Eliphaz seems to be spiraling out further from reality. He perceives what the friends are saying as the consolations of God. The major problem with that is that God is, according to Corinthians, the Father of Mercies and God of all Comfort who comforts us in all of our afflictions so that we may, in turn, comfort others with that same comfort (2 Corinthians 1:3-4). At the end of Job’s suffering, God does speak and comfort Job and Job is able to turn around and bless others in that time and place. But Job’s friends are not offering him comfort, they are offering platitudes and clichés.
Eliphaz goes further and states that God puts no trust in His holy ones. This notion presupposes that God would need to extend trust. Trust is a byproduct of uncertainty. I do not know what a person will do, but I trust that they will behave according to a set pattern that I have observed.
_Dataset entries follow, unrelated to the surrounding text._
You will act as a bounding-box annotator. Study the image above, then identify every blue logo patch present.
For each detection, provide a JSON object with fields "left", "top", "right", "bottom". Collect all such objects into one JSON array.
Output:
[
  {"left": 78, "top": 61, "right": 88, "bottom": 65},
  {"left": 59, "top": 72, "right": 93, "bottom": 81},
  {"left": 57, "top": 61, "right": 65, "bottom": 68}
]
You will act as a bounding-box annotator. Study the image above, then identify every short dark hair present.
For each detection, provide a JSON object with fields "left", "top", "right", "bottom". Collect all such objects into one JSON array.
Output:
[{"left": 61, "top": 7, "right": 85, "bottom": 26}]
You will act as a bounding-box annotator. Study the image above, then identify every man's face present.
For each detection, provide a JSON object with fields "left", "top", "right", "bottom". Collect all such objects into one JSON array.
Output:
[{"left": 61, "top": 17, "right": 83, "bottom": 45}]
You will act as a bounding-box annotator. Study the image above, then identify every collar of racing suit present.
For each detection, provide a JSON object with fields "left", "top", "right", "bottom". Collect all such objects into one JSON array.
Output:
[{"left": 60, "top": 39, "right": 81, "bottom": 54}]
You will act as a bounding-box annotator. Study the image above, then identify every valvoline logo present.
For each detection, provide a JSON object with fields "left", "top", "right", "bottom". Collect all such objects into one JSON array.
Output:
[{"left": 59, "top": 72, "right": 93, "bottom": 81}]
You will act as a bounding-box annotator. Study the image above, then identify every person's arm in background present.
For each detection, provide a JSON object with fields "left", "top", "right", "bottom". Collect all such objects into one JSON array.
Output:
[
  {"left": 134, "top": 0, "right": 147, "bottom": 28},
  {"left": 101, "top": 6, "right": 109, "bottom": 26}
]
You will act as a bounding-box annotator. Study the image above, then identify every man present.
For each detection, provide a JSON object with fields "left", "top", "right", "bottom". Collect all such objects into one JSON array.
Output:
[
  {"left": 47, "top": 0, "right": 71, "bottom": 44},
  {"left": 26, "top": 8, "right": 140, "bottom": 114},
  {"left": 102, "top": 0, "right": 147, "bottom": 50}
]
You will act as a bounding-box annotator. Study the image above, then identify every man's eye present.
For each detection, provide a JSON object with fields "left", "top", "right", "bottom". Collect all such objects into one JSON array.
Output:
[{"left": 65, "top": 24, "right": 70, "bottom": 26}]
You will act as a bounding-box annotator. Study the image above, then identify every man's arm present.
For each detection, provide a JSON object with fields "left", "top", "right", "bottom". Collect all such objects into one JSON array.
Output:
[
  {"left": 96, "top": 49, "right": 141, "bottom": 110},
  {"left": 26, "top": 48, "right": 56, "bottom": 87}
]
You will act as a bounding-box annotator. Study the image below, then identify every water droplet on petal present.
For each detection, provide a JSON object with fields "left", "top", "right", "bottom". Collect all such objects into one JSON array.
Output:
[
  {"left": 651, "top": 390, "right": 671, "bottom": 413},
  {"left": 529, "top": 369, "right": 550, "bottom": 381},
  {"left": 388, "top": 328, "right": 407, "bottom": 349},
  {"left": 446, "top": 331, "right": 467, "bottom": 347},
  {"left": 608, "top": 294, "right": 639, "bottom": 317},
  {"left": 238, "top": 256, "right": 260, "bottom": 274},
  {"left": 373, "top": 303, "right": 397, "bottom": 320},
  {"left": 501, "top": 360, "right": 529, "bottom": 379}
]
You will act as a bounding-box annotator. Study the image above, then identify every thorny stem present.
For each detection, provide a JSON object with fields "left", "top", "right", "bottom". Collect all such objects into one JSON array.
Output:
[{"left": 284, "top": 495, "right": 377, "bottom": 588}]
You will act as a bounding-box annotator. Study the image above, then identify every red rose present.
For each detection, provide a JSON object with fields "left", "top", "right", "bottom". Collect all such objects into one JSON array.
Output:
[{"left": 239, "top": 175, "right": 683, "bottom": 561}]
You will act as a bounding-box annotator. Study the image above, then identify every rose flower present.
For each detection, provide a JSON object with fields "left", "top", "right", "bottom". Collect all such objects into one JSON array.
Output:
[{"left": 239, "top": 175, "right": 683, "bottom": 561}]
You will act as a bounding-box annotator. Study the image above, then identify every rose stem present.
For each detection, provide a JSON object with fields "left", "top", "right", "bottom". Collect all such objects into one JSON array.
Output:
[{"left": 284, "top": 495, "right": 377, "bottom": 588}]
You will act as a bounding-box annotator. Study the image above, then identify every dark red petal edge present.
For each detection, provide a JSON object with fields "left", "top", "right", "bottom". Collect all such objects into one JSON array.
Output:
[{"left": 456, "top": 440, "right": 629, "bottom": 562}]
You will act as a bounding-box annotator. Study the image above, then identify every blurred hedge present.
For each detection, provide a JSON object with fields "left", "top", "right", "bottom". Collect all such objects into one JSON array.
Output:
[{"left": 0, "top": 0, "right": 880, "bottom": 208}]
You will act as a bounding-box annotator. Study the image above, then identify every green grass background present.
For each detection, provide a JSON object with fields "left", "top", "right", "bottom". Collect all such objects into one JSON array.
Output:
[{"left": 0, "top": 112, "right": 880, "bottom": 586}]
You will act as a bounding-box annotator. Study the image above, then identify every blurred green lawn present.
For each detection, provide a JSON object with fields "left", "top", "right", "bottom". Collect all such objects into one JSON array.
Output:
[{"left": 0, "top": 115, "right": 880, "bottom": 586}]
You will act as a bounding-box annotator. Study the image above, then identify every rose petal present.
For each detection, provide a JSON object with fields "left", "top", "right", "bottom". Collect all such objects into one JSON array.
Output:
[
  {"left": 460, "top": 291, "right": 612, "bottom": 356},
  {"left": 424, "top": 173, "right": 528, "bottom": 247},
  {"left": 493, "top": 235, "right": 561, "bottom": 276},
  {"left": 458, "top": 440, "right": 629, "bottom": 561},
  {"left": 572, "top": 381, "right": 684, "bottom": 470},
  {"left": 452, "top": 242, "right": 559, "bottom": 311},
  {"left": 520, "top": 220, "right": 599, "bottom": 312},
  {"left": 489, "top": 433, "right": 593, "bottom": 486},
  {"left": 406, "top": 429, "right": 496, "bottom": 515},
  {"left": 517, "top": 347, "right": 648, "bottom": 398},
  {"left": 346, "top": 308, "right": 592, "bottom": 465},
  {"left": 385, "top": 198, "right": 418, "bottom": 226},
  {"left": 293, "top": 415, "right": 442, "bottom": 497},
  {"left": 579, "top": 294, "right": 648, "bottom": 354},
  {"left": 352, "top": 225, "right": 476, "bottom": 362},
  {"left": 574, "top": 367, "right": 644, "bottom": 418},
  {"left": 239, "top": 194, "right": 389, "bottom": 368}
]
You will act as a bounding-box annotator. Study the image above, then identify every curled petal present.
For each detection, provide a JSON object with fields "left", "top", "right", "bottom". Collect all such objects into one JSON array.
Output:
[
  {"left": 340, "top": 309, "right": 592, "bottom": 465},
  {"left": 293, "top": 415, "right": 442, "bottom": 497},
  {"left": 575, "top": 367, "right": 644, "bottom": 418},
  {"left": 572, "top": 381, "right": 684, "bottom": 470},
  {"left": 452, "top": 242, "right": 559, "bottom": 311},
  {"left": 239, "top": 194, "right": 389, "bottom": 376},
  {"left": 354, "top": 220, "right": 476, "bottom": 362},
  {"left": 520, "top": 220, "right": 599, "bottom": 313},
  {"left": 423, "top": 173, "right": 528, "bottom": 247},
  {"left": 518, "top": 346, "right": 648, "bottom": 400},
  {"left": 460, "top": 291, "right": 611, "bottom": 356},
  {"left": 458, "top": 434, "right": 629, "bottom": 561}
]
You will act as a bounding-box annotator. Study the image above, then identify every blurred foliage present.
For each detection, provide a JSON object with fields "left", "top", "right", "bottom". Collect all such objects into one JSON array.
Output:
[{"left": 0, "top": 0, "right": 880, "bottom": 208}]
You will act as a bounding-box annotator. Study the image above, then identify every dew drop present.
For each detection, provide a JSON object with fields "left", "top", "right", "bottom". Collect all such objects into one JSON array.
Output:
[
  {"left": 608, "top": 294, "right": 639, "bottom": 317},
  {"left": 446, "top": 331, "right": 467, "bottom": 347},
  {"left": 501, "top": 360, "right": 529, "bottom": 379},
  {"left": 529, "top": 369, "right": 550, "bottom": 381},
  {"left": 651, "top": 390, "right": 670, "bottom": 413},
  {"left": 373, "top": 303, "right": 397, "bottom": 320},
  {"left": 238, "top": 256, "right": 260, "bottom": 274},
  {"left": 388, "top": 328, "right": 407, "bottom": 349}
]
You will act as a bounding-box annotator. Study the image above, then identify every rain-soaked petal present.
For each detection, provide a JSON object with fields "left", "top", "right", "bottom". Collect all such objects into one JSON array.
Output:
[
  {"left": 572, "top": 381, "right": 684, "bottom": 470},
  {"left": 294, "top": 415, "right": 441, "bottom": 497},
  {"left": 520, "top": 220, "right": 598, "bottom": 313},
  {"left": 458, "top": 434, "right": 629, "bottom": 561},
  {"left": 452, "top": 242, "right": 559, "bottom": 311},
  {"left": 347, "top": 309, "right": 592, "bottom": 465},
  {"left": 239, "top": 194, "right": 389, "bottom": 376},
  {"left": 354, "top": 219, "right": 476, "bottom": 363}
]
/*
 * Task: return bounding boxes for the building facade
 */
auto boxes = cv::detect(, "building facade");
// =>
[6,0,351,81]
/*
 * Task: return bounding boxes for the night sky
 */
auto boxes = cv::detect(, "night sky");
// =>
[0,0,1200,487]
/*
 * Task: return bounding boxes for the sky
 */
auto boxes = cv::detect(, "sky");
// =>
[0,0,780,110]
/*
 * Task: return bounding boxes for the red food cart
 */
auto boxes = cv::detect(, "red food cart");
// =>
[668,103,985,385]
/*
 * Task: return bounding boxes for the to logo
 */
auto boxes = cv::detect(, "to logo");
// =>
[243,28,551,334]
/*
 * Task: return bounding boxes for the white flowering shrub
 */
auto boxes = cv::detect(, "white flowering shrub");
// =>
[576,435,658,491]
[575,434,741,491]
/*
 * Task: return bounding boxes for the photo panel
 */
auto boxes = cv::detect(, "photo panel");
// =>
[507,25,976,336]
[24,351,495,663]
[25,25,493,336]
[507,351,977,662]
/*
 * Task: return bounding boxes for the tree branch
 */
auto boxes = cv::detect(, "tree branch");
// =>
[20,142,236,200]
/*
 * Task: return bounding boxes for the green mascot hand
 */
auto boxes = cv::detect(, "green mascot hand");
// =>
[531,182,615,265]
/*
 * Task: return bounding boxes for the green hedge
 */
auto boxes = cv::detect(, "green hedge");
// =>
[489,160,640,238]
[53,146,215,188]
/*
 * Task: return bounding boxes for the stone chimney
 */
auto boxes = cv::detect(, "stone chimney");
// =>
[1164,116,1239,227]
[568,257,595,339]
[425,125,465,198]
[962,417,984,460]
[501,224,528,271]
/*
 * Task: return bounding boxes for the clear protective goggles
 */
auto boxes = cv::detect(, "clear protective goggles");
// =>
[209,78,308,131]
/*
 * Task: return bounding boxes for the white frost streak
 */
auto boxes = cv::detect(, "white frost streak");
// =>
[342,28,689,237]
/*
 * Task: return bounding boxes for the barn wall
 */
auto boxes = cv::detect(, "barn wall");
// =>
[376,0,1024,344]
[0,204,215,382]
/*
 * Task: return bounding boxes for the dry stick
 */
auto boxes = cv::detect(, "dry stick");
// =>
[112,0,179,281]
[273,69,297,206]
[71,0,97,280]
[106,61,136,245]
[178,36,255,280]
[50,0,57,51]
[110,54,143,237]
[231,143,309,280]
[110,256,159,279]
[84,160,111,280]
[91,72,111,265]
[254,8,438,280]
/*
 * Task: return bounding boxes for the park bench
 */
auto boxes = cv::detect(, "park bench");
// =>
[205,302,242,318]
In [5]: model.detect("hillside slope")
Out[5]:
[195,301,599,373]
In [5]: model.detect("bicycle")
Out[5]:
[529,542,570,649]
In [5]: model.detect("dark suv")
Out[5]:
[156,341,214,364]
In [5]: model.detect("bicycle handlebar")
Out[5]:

I do not know that the chair I sat in this morning is still intact, but I trust that it is. God has no need of trust. He already knows. He knows when I am going to obey or disobey, He knows when I will make Him proud and when I will disappoint Him. He knows everything. Knowing everything obviates the possibility of trust. So Eliphaz, far from being innocent of speaking worthless words, is doing so himself.
I do not want to revisit Eliphaz’s observations, but it is sufficient to note that he has, apparently, only ever seen the just rewarded and the wicked suffering. He has had, to my mind, a very sheltered life. I have seen the wicked prospering in their ways (just look at government and big business) and have seen the just and good trodden down. David will later write that he never saw the righteous forsaken or the son of the righteous begging for bread, and I can wholeheartedly agree with David’s observation. But Eliphaz has been insulated from reality or has seen it through a lens that saw wicked men as having done nothing wrong. After all, no one is the villain in their own story.
This boils down to me keeping silent when dealing with a person who is suffering. I do not always have the words of comfort. If I do, I should give them. I have endured some things and can state, without a single doubt, that God is able to see us through. In those instances, the comfort I can offer is that God is there and that He will provide comfort and strength and walk with us in those dark places and be Himself the light that we need to see our way through. Many years ago, my youngest sister died and I can state, with complete confidence, that God can get us through the departure of a sibling.
Father, thank You for the times You have walked with me and comforted me. Please show me when and where I might offer that same comfort to others.